Kritik ISA tersebut menunjukkan pemahamannya tentang Aswaja sangat cetek dan dangkal. Selain pemahamannya tentang Aswaja yang jauh dari memadai, ia juga tidak memahami keputusan-keputusan NU yang berkaitan dengan negara Islam. Sehingga kritik ISA terkesan serampangan dan bondo nekat (bonek).
Paham Aswaja, bagi NU, tidak cukup hanya menyebutkan pendapat Imam Syafi’i yang mengatakan bahwa, secara kongkrit, Aswaja adalah mengamalkan syariat Islam dalam pengelolaan pemeintahan dan pengadilan. Tetapi, Aswaja, harus dipahami secara menyeluruh, tidak sepotong-sepotong seperti itu.
Bagi NU, Aswaja adalah landasan berfikir, bersikap, dan bertindak warga NU yang diterapkan menurut kondisi kemasyarakatan Indonesia, meliputi dasar-dasar amal keagamaan maupun kemasyarakatan.
Dalam masalah dasar-dasar amal keagamaan, NU mengambil dari sumber ajaran Islam – Al-Quran dan Al-Hadits, Ijma’ dan Qiyas. Untuk memahami dan menafsirkan sumber-sumber tersebut, NU menggunakan pendekatan madzhab – Asy’ariyah dan Maturidiyyah (Aqidah); Hanafiyyah, Malikiyah, Syafi’iyah dan Hambaliyah (fiqih); dan Junaid A-Bagdadi dan Imam Ghazali (akhlak/tasawuf).
Dengan demikian, Aswaja dapat dimaknai sebagai suatu konstruksi pemikiran (pemahaman) dan sekaligus praktek keagamaan (Islam) yang didasarkan pada tradisi (sunnah) Rasulullah SAW. para sahabatnya dan para ulama mazhab. Dengan kata lain, yang dimaksud dengan Aswaja tidak selalu identik dengan suatu mainstream aliran pemahaman tertentu dalam tradisi pemikiran Islam.
Oleh karena itu, penyebutan beberapa aliran/madzhab tidak secara otomatis menunjukkan paham-paham yang paling benar atau yang paling identik dengan Aswaja.

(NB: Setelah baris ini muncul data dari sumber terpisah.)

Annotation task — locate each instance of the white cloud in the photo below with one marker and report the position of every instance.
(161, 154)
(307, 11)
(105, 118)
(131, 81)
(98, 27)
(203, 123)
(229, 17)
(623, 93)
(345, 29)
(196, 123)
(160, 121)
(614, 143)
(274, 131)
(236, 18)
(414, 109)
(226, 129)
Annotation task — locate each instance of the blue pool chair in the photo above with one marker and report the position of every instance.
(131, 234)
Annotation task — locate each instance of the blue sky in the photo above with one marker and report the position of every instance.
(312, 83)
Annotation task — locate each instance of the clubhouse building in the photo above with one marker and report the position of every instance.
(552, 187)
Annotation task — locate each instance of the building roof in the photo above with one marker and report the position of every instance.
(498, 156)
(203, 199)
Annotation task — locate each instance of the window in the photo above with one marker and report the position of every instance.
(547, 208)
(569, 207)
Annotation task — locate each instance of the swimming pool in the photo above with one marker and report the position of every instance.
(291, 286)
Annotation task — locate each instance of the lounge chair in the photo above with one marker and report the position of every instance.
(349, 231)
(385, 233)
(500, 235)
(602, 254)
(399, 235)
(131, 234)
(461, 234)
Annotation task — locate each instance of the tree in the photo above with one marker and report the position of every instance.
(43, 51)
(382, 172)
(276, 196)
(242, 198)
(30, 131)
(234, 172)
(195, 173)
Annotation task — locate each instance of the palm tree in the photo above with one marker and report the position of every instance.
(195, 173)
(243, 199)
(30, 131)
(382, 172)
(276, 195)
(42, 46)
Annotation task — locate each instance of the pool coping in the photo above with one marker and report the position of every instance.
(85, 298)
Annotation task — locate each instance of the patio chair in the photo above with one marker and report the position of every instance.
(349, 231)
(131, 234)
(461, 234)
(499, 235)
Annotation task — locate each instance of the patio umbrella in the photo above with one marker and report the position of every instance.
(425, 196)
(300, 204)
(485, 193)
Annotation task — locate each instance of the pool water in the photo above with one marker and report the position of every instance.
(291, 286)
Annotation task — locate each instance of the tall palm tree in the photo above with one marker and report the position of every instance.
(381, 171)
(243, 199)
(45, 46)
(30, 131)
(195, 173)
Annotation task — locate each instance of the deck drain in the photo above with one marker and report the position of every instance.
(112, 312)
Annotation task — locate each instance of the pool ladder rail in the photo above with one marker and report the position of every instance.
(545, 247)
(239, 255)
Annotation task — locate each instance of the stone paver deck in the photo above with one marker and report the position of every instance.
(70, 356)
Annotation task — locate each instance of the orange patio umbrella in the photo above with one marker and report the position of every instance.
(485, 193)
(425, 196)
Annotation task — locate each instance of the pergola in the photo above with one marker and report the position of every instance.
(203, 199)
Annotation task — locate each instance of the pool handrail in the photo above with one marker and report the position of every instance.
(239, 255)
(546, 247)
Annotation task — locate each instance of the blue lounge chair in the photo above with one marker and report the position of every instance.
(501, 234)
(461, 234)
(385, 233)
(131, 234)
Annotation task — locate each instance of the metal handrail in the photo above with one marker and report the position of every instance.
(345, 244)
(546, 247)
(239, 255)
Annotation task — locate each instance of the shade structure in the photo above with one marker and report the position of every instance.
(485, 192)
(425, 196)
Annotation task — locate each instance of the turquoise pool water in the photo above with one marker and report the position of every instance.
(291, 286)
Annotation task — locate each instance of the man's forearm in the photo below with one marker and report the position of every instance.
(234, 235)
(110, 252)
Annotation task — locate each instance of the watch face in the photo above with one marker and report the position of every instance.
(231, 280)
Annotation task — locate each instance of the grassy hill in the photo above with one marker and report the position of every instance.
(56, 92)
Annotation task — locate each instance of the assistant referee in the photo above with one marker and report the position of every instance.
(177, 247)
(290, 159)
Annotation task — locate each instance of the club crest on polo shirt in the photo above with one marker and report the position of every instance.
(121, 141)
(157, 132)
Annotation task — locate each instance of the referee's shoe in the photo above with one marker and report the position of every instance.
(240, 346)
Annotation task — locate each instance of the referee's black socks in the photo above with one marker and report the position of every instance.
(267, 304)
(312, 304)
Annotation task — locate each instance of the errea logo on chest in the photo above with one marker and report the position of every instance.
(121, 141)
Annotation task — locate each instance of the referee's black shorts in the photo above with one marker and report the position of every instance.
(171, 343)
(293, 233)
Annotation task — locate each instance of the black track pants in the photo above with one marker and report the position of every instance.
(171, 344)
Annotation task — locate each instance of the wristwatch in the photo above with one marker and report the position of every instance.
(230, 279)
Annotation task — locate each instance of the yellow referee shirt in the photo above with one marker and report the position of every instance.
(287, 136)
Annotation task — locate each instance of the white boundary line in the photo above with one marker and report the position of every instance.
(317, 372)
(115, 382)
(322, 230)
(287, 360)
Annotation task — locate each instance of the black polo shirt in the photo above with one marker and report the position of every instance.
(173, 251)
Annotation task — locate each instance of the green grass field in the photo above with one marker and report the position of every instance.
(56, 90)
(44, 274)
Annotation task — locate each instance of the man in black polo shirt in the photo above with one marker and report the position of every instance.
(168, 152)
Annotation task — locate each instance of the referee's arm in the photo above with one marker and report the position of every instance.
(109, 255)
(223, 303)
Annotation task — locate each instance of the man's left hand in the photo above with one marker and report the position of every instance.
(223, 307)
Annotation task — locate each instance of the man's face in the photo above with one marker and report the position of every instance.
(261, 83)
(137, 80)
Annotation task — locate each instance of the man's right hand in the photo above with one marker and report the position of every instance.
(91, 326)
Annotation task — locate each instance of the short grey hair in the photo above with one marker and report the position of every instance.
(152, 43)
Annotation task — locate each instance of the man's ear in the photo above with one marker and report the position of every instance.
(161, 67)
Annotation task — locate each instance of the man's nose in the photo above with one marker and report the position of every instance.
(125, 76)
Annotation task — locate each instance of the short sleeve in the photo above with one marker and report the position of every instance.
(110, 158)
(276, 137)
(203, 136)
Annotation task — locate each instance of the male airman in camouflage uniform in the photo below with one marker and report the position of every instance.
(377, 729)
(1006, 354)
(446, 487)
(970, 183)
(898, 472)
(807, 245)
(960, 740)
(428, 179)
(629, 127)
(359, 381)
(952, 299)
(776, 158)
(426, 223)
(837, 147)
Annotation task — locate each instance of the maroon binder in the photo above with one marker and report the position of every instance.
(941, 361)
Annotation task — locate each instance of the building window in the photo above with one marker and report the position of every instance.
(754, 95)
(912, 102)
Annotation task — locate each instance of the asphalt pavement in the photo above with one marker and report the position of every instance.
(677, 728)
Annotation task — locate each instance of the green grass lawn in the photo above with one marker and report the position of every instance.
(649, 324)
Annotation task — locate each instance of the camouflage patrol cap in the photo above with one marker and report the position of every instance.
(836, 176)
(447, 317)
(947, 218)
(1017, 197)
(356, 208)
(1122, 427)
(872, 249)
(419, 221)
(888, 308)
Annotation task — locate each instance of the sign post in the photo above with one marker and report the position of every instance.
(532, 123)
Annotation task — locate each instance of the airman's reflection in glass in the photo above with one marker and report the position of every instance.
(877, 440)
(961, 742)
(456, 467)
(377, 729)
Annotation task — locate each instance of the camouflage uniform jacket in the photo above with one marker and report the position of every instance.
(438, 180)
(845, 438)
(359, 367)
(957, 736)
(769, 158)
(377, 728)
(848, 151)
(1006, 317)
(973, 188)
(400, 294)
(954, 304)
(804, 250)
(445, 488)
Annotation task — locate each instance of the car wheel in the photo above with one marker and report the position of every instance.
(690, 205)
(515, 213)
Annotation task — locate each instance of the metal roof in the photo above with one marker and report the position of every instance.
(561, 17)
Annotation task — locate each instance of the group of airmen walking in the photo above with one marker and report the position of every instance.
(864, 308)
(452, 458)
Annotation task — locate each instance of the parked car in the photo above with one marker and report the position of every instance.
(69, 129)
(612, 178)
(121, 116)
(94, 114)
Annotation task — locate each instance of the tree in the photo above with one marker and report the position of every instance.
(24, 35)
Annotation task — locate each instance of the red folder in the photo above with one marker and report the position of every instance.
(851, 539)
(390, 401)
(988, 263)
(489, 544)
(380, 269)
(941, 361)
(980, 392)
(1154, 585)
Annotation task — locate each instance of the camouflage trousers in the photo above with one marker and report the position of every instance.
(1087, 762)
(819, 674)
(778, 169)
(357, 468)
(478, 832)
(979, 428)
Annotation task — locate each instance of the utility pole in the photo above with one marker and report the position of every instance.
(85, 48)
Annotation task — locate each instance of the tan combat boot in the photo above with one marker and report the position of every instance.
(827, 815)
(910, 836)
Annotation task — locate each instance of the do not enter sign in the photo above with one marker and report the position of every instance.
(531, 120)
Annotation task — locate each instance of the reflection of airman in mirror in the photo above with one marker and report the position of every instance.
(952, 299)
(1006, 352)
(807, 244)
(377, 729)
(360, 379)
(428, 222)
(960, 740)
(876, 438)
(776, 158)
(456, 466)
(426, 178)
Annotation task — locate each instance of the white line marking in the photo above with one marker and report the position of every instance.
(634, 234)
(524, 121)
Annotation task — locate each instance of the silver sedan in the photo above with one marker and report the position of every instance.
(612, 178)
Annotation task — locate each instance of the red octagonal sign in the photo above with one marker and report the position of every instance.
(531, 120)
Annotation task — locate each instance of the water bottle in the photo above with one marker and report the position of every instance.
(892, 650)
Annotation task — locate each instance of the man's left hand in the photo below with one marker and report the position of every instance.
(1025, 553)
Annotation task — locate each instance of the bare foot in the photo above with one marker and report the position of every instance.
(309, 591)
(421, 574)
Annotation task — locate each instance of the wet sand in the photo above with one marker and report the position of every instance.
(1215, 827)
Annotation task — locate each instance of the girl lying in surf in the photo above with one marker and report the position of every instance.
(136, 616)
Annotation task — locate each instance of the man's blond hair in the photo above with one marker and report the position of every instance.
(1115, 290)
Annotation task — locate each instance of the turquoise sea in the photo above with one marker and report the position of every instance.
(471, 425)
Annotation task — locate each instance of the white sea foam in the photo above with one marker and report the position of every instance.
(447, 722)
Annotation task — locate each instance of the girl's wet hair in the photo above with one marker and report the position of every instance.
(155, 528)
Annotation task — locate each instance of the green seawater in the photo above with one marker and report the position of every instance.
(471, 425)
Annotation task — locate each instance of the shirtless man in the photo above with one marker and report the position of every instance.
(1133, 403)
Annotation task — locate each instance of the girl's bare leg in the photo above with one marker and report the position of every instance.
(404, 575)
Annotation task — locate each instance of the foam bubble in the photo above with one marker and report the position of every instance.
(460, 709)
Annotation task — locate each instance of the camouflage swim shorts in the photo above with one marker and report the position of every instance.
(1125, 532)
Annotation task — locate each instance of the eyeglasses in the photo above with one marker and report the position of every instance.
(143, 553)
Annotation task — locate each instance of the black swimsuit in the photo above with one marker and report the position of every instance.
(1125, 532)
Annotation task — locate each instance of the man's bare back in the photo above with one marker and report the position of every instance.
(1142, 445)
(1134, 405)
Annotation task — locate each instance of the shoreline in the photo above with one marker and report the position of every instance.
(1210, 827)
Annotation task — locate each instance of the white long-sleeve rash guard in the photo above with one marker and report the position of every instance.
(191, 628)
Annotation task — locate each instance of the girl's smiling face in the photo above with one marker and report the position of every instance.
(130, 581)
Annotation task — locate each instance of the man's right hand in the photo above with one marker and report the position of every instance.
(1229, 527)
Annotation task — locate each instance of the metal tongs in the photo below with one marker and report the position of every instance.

Justru di sini perlu ditegaskan, bahwa yang terpenting dari pemikiran keagamaan Aswaja adalah konsistensinnya dengan tradisi keagamaan yang dipraktekkan Rasulullah SAW. dan para sahabatnya.
Selain itu, dalam kaitannya dengan negara Islam, pertemuan ulama NU tanggal 22 Oktober 1945 dan Muktamar ke-27 di Situbondo Jawa Timur tahun 1984 telah memutuskan bahwa Negara Kesatuan Republik Indonesia (NKRI) yang berdasarkan Pancasila dan UUD 1945 adalah negara yang secara fikih masuk dalam kategori darul Islam.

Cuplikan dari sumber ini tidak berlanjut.